Over the weekend, President Obama exercised his right to make recess appointments to various positions, including two posts to the National Labor Relations Board. As you may have heard, the Board has been operating (if you can call it that) for two years with just two out of the five members. 

There have been a lot of pixels used this week trying to explain why these recess appointments are horrible for business and result in the end of the world as we know it.  Frankly, it’s a bit overkill.

That’s not to say that employers shouldn’t expect the NLRB to issue more decisions that are "pro-union" or "employee-friendly" (as those loaded terms are used) and reverse some cases or rules that were issued under the Bush Administration. Employers SHOULD expect those decisions to come now.

But those types of reversals happen virtually every time a new administration changes from one party to another.  It was completely unrealistic to have thought otherwise. (Mark Toth summarizes some of the areas that we might see a reversal on.

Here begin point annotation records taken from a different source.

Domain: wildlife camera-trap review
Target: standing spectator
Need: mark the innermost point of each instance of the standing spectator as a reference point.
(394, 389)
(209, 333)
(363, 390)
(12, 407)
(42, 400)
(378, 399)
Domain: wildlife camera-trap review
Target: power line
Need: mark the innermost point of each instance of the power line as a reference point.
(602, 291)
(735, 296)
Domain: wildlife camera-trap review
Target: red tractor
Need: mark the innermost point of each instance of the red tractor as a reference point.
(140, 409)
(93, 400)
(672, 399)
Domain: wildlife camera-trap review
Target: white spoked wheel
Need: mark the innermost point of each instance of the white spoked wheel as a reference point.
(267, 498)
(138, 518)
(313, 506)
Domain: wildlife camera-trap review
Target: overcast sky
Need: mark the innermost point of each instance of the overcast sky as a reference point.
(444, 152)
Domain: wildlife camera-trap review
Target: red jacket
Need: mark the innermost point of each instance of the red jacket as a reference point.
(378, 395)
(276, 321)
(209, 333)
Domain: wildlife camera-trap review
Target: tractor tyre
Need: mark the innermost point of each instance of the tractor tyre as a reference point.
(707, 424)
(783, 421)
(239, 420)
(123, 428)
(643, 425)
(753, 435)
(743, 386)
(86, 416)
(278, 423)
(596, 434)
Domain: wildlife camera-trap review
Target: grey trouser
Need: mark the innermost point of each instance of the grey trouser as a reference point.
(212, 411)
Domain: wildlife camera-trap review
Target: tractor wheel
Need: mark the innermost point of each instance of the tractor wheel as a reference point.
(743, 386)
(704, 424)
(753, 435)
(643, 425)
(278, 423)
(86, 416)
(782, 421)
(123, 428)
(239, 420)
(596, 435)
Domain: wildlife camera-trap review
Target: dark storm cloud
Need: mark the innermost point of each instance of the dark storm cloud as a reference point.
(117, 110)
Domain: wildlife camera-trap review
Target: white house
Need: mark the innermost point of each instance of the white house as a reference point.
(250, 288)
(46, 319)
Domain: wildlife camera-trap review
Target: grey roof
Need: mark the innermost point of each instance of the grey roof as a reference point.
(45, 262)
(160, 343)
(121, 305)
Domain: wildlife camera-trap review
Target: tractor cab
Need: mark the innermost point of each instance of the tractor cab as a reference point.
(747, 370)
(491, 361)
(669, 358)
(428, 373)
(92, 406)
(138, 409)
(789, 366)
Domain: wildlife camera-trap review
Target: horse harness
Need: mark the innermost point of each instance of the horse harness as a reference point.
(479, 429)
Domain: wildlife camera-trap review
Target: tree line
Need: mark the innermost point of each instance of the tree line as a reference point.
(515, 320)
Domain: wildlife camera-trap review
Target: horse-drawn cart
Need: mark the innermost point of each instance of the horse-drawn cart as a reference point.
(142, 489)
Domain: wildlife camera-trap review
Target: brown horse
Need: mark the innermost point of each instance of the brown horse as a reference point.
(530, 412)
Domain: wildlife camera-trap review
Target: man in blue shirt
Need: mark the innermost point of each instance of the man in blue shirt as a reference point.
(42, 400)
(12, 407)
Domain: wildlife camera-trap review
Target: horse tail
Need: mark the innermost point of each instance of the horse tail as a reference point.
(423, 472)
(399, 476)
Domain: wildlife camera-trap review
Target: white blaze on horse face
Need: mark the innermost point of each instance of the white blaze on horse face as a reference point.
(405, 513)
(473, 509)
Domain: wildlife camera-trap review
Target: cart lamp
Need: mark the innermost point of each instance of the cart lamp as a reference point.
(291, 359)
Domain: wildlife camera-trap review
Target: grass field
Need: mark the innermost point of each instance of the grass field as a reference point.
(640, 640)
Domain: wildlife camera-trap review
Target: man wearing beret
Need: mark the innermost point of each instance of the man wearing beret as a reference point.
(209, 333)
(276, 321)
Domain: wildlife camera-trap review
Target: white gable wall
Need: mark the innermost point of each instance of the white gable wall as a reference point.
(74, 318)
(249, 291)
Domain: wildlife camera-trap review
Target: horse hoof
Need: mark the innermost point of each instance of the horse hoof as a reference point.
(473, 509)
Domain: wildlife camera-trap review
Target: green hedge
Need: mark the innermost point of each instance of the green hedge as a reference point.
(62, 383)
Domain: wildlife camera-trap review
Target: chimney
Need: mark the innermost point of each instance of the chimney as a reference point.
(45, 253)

Yet, to look at the headlines like the one from Point of Law "Get Ready for Radical Interpretations of Labor Law" and you might think that this is really unusual.  (For a wrapup of other posts, the Ohio Employer’s Law Blog has done a summary here.) 

I think John Phillips at The Word on Employment Law got it right when he titled his post "Becker Hysteria & Union Avoidance":

Everyone expected this administration to be pro-labor and to have a pro-labor NLRB. It seems to me, therefore, that all the hand-wringing over Becker is a bit overdone. I represent employers. I believe employer-employee relations are handled better without a union. I also believe, however, that when an employer ends up with a union, it’s deserved 99% of the time. An employer will have much more to do with whether a labor union gets its foot in the door by the way employees are treated than by anything Craig Becker does.

Indeed, in some ways the appointments will be "good" for business in the sense that it will bring back some certainty in areas of labor law. For the last several years, employers have been in limbo not knowing if, for example, the Employee Free Choice Act might come to pass.  With new rules and decisions from the NLRB, employers might get a path towards compliance and knowing what the limits of the rules are.

Employers relish stability. If you don’t think so, ask a HR representative how much fun they’ve been having with the COBRA subsidy rules.

Yes, employers will need to do a bit more planning and continue to educate supervisors and managers about various elements of labor law but that was expected with the Obama Administration. At least now, employers can stop living in the theoretical and start working with the actual. 

The appointments are here for the foreseeable future. The time for hyperbole is over; the time for action steps by employers has just begun.